- 265
Nicos Hadjikiriakos-Ghika
Description
- Nicos Hadjikiriakos-Ghika
- Night Outside a Church
- signed and dated GHIKA / 67 lower right; signed, dated and titled Ghika 1967 / Night outside a Church on the reverse
- oil on canvas
- 130 by 97cm., 51¼ by 38¼in.
Provenance
Exhibited
Literature
Condition
"In response to your inquiry, we are pleased to provide you with a general report of the condition of the property described above. Since we are not professional conservators or restorers, we urge you to consult with a restorer or conservator of your choice who will be better able to provide a detailed, professional report. Prospective buyers should inspect each lot to satisfy themselves as to condition and must understand that any statement made by Sotheby's is merely a subjective, qualified opinion. Prospective buyers should also refer to any Important Notices regarding this sale, which are printed in the Sale Catalogue.
NOTWITHSTANDING THIS REPORT OR ANY DISCUSSIONS CONCERNING A LOT, ALL LOTS ARE OFFERED AND SOLD AS IS" IN ACCORDANCE WITH THE CONDITIONS OF BUSINESS PRINTED IN THE SALE CATALOGUE."
Catalogue Note
By the 1920s European Modernism had opened up a huge variety of aesthetic directions. For Ghika, however, it was the synthetic Cubism of Picasso and Braque that proved decisive. Here he recognised the same principles that underlay the Byzantine art that he cherished: strictness, the geometric, hierarchy (in Marina Lambraki-Plaka, ed., Four Centuries of Greek Painting, Athens, 1999, p. 139). Upon this correspondence he built a uniquely Hellenic form of Cubism that fused traditional Greek heritage with Parisian avant-garde.
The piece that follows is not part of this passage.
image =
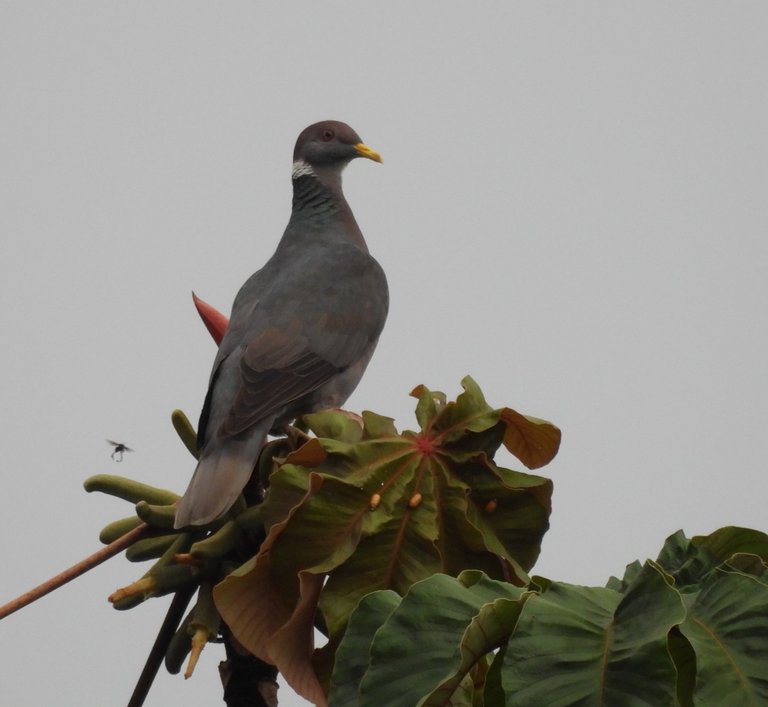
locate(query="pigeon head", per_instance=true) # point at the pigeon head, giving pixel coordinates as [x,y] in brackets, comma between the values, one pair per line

By confusing the reading of space, Night Outside a Church takes on the role of pure representation: the analysis and synthesis of the observer's view of objects in space. A nocturnal streetscene becomes a fragmented set within the confines of the canvas; layer upon layer of both pigment and visually descriptive devices build up the scene, and the architectural elements of the composition are united in a disjointed yet evocative and decorative fashion. Each recognisable constituent is superimposed upon yet another constituent or a motif taken from Ghika's Hellenic and Byzantine aesthetic vocabulary.
Not only one of the fathers of Greek modernist painting, Ghika would extend his decorative, planar and Byzantine and Cubist-inspired aesthetic to the world of writing, book illustration, costume design and importantly, stage design. Joint ventures with the Marika Kotopouli Theatre (1937), the New School of Dramatic Art (1938), the National Theatre (1950), the Modern Greek Ballet of Rallou Manou (1950), the Matei School (1952) and Covent Garden in London (1961), were experiences which both complimented and reinforced his acute sense of spatial design and the decorative surface.